The British came in the picture just a little after the outbreak of the First World War. Eager to strategize diplomatic alliances to weaken their opponents, they decided to approach King Hussein of Mecca to rouse the Arabs so that they could wage a revolution against the Ottoman Turkish autocracy. British agents sowed internal discord, while the British High Commissioner McMahon exchanged letters with King Hussein to carry out this plan. In his letters, he promised Hussein a free Arabia after the end of war; and the Arabs agreed to join the British against the Turks. The Allies however, tacitly signed the Sykes-Picot Agreement and decided to divide Ottoman Turkey up between themselves at the end of war. The terms of this highly contradictory document were later released in public by Russia and the Arabs grew increasingly wary of the attitude of the British.

To makes things worse, the British grew desperate for monetary resources that were plentiful among the rich business class of Jews. Under pressure of the Zionist Congress, Britain’s Foreign Secretary Arthur Balfour declared Britain’s support for the Zionist cause of establishing a home in Palestine in exchange for a way out of their economic deficit during war. Evidently, Britain’s evasive and contradictory foreign diplomacy played a definitive role in the rise of negative sentiments among the Arabs and the Jews. After the First World War, Palestine became an officially British-mandated region.

Failing to acknowledge the deep gulf between the two communities, Britain hoped to bring the Arabs and Jews to live together and share the land. It even tried to squiggle out of its duplicitous diplomacy by asserting it did not mean the entire area of Palestine as entitled to the Jews, and wished to accommodate non-Jews as well. In any case, the progression of events saw the rise of Hitler, and a reckless massacre of the Jewish community, that spread panic and an uncontrolled degree of Jewish influx into Palestine. Jews immigrated through sea and land and the Arabs panicked. They launched a revolution that was ruthlessly crushed by the British. Britain, desperate to settle the issues, tried to put forth inadequate proposals that were outrightly rejected.

Added to this was constant pressure from the USA to allow more Jews into Palestine. Bevin, the then Prime Minister of Britain, specifically asserted USA’s role. This was not entirely untrue- Truman proved to be uncooperative. He refused to send American troops to restore order, or even let Jewish immigrants enter USA. Conditions in Palestine deteriorated with a rise in terrorism led by Jews, and terrible instability hit the region.

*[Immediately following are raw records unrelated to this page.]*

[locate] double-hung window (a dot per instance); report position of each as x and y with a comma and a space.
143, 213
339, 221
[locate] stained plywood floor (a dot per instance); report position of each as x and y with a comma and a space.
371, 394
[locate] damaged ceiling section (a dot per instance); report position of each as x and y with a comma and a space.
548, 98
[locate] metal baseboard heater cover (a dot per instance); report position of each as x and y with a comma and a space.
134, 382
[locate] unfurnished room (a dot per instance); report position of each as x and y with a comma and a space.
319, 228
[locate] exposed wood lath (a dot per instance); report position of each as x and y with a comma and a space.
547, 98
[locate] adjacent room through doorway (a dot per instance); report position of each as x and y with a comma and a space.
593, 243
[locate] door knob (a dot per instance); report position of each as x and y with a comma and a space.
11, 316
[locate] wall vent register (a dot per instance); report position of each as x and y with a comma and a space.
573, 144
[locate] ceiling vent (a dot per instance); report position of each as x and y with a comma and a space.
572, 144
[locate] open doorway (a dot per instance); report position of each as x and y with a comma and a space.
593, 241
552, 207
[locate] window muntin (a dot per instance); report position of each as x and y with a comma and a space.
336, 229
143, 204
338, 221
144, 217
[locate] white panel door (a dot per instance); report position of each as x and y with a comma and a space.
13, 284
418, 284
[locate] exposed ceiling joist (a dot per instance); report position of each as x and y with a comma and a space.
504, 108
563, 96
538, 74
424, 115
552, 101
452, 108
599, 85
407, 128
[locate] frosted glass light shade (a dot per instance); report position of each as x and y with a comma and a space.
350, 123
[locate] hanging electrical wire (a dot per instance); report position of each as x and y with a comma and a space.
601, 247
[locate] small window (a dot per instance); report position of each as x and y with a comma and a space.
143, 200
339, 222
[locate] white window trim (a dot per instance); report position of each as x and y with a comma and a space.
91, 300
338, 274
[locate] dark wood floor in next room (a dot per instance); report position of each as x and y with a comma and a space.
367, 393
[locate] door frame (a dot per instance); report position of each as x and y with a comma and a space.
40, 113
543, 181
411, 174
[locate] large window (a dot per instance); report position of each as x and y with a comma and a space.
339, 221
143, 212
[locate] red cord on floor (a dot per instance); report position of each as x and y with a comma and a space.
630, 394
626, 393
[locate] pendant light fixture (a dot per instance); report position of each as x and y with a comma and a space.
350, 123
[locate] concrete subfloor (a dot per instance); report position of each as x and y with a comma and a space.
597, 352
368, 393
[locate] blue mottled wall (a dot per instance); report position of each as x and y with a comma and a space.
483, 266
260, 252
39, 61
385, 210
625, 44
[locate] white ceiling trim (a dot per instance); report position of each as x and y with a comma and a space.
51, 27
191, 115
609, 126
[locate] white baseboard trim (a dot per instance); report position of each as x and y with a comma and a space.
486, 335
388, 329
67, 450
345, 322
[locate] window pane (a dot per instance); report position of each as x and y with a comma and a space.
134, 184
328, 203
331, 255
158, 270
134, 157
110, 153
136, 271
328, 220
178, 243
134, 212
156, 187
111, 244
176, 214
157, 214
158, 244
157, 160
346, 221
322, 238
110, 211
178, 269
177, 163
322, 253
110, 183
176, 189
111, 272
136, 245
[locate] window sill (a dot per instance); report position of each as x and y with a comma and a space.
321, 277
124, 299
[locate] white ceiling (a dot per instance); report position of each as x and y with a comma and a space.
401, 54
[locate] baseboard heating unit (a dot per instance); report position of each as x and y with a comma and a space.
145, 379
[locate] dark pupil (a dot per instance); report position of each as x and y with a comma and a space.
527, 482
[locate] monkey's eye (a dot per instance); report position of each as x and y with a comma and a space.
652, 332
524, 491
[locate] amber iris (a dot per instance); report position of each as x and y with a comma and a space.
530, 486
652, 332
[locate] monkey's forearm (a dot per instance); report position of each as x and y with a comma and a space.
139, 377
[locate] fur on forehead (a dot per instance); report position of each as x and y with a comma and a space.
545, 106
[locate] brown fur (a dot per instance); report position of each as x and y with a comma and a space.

After the end of the Second World War, a tired, drained Britain simply walked out of Palestine, handing over the issue to United Nations. United Nations passed a resolution to divide the area of conflict into two regions: Israel for Jews and Palestine for Arabs. Vicious fighting between the two groups broke out, and having full knowledge of this fact, Britain withdrew all its troops. Ben Gurion, the UN Secretary General at the time, declared the formation of Israel officially in May 1948. Egypt, Syria, Iraq, Jordan and Lebanon immediately declared war.

Thus began one of the most crippling of civil crises in a region, continuing for years on full scale, one that has not died down even today. While the religious sentimentality was an obvious seed of discord, it was undoubtedly aggravated by the selfish interests of Britain and other Western Nations, especially USA. Diplomatic announcements on sensitive issues is a crucial subject matter- Exactly one hundred years ago, Arthur Balfour failed to realize this, as does the President of the United States of America today.